Many of us are surely accustomed to using semicolons on the command line to separate and run multiple commands at the same time. Or even using the old nohup and & stanza to fork new tasks into the background, quite apart from the task management offered by the average terminal environment. What's missing is a user interface for all this task management frippery, and that's what mprocs is. mprocs provides the same multiple command launching functionality but with a far more manageable interface. Run mprocs, followed by the list of commands you want to run simultaneously, and you'll be presented with a Tux-like interface with the list of commands as tabs on the left and a pane containing the selected command's output on the right. The words UP and DOWN are used to show whether a command is still running, and you can switch between the output for any of the commands with the cursor or Vim navigation keys. It's perfect for small client and server setups.

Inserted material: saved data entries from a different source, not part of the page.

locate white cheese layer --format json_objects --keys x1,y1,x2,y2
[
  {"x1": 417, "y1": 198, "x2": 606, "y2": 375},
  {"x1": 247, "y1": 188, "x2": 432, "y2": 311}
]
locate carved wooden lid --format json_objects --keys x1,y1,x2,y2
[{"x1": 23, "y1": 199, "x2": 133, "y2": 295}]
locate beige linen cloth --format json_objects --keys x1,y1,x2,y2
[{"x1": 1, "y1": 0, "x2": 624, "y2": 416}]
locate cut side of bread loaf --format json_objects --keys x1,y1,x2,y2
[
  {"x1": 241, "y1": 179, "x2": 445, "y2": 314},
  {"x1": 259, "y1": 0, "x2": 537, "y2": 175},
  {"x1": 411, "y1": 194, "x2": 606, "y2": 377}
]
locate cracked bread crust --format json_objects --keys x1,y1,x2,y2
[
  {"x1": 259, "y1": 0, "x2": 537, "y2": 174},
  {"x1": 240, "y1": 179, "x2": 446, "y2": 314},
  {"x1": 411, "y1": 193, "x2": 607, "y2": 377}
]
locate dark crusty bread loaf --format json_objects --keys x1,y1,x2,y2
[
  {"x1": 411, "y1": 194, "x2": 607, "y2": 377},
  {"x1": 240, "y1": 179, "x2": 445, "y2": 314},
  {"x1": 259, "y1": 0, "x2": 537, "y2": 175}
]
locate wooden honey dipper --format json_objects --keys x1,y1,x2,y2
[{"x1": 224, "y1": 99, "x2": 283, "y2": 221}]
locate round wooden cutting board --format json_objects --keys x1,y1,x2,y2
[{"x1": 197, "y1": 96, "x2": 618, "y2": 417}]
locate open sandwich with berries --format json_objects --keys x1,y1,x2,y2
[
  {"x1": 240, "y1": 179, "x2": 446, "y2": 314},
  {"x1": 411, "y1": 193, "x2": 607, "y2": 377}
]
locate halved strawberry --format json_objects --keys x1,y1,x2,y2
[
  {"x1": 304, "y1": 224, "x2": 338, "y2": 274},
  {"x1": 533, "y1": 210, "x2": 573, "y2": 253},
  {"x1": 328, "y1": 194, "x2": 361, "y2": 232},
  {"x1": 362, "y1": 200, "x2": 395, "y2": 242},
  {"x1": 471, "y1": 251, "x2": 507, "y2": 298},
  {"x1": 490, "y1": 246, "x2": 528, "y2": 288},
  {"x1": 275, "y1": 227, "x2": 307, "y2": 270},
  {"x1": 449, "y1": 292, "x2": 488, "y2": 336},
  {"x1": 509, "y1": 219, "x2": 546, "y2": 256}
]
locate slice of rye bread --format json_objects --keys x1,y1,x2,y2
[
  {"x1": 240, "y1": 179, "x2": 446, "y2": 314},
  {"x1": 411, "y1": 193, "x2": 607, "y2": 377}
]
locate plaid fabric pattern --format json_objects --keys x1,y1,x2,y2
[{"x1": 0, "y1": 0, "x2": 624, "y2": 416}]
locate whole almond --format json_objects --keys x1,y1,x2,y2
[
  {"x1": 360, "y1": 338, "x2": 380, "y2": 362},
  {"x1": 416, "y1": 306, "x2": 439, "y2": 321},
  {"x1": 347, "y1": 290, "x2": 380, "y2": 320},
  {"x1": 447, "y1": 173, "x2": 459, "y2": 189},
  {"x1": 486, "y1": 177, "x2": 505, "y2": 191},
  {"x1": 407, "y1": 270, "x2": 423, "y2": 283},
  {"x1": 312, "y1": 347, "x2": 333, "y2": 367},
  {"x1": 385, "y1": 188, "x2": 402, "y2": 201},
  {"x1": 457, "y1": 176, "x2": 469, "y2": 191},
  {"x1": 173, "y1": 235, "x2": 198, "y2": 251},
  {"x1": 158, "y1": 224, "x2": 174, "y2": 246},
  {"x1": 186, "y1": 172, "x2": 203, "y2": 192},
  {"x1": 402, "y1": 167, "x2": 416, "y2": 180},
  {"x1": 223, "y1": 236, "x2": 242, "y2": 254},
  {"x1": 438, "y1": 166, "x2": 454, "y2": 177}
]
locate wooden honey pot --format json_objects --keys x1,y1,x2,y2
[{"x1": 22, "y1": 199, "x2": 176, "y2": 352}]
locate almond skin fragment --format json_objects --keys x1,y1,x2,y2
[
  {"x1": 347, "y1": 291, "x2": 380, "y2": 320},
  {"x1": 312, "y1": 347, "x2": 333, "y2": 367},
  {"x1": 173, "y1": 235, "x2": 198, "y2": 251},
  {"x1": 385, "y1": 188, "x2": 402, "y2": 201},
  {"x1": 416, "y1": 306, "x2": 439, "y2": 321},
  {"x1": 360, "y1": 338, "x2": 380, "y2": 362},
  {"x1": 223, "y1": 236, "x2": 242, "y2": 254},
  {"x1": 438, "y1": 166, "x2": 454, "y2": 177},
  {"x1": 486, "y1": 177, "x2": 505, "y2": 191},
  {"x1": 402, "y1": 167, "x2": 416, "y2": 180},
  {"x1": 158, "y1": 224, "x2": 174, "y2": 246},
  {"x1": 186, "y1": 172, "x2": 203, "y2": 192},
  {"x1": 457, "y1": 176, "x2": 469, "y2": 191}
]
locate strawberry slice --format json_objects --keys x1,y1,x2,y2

A variety of shortcuts can be used to focus on the output panes for your commands, letting you interact with an editor or change the order of htop, but also perform more drastic operations such as kill and add new processes entirely. As shown in the bottom of the main panel, there are also keys to help you start, stop, and restart a process, and it's a lot easier to manage these commands from mprocs than try to remember the secret key commands for your terminal manager. If you have a common setup you need to recreate, all of this can be put into a YAML-formatted configuration file to describe the commands you want to install and the environments they'll run in. An even more advanced feature is controlling mprocs remotely, via a TCP connection. With this enabled, you can remotely manage whatever is running on an mprocs "server" with a local version of the same command sending control commands. It works brilliantly and is a genuine alternative to the more complex and over-engineered Tux.

Project Website

mprocs is like Tux for specific repeatable sets of commands you might want to control remotely.

Emulator configuration


One of the best things to come from Valve's Steam Deck is the extra scrutiny our community and software is coming under from a wave of Linux newcomers. Thanks to the Steam Deck running its own variation on Arch, along with a touch-enabled KDE Plasma desktop, more people than ever are configuring KDE or using its Discover software center to install new applications. And when they run into problems, these new users are organized enough around a common platform that when someone finds a solution, it can be shared with a reasonable degree of confidence. It was the same popularity that helped Ubuntu via the many forum posts and Stack Exchange questions, and it sustains Ubuntu to this day.

EmuDeck is one such project born from Steam Deck's new popularity. It helps new users navigate the horrendously complex world of multiformat emulator configuration, and it does this by asking a few simple questions. At its heart, EmuDeck is a complex Bash script that bootstraps the installation of RetroArch by detecting which emulator back ends you wish to install, configuring them for your library, and building a working configuration to add individual games to Steam with appropriate controller bindings. It will even add shaders, autosave states, fixed aspect ratios, and game bezels, helping your emulated games fit side-by-side with your native Steam games. If you need more control over how these elements are configured, its expert mode will ask you more questions and also let you run each stage independently. It's useful for changing something specific about your already-working configuration, or for only updating the emulator executables, especially as only the latest versions of everything are installed. But the whole project comes together brilliantly and now has dozens of contributors helping with configuration files and more esoteric configurations, making EmuDeck probably the best emulation platform ever created.

Project Website

While EmuDeck was created to solve a specific Steam Deck issue, the developers plan to port the project to Android and various other devices, too.